Three private diplomas are currently available to sommeliers in Switzerland. The three schools that offer them, one of which is Changins, worked together for four years to present a project to the federal government for a high-level diploma. They wanted a programme and diploma that would be recognized throughout the country and that would carry weight outside Switzerland.
The federal Education Department gave the project a green light in December 2012. The first students started the course in January 2014 and the first examinations for the diploma will be given in 2015.
Internationally, private programmes exist for sommeliers but there is no official national or international diploma that is widely recognized. French hotel schools offer sommelier training, as in Switzerland.
A high percentage of the sommeliers in Switzerland, at the top level, are foreigners, mainly from Italy and France. People who are already working in the industry will have the chance to qualify for the diploma, but they will have to complete some coursework that will include, for example, a good level of knowledge about Swiss wines.
What the 21st century sommelier needs to know

The work of sommeliers has changed in recent years, say those behind the new programme, and in a top-class restaurant or hotel today a sommelier needs a high level of knowledge about wines, but also needs to understand how wine is made and how hotels, restaurants and wineries are managed.

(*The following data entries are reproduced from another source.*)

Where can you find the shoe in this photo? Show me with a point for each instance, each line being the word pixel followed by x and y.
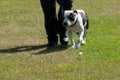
pixel 51 44
pixel 64 40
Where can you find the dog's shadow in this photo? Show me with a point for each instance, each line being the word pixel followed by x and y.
pixel 42 49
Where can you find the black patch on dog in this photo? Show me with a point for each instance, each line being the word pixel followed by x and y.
pixel 71 17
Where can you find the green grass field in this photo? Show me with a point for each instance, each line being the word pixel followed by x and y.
pixel 24 56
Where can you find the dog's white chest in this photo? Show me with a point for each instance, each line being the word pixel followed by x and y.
pixel 75 28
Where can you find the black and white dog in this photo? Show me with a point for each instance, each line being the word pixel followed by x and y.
pixel 76 21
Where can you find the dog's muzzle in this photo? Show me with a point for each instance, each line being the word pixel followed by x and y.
pixel 65 24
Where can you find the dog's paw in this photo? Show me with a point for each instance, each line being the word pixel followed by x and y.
pixel 73 46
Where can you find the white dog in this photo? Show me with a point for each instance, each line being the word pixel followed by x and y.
pixel 76 21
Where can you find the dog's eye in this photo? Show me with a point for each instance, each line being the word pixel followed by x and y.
pixel 71 17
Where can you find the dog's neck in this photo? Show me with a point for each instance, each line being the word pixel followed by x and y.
pixel 74 22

The new programme is offered in French, German and Italian and requires three years experience. It’s a six-month course (260 hours) and is followed by an examination that covers three main areas:
- viticulture, vinification, oenology
- knowledge of wines of the world
- service, advising, food and wine pairings.
The top of the top for sommeliers
Basso was twice the runner-up for the world title, in 2000 and 2007. This time, with his wife as his very demanding coach, he began spending one to two hours a day to prepare, three years before the competition. A year before the Tokyo finals he began spending three hours a day, not easy for someone who is self-employed, he points out. The investment was substantial: scores of books, wines that he had to purchase and ship in order to become more familiar with them.
The candidates had 60 minutes to answer 70-80 questions for each round of the competition in March in Tokyo. “What’s the chemical formula for malolactic fermentation – how many of you can answer that right away?” he challenged the Changins crowd.
Few, very few hands went up.
“What is Sotolon? We had to know history – what was the first DOCG in Italy?” The crowd sank a little with each question – what are all the Peloponnesian appellations, the names of grape varieties grown in each ward in South Africa, the new 2012 appellations in Niagara, the name of undiluted saké.
The killer question: how many times are vines and wine mentioned in the Bible? Good luck; I’ll give you a couple of days to work it out, or share it here in a comment if you have the answer!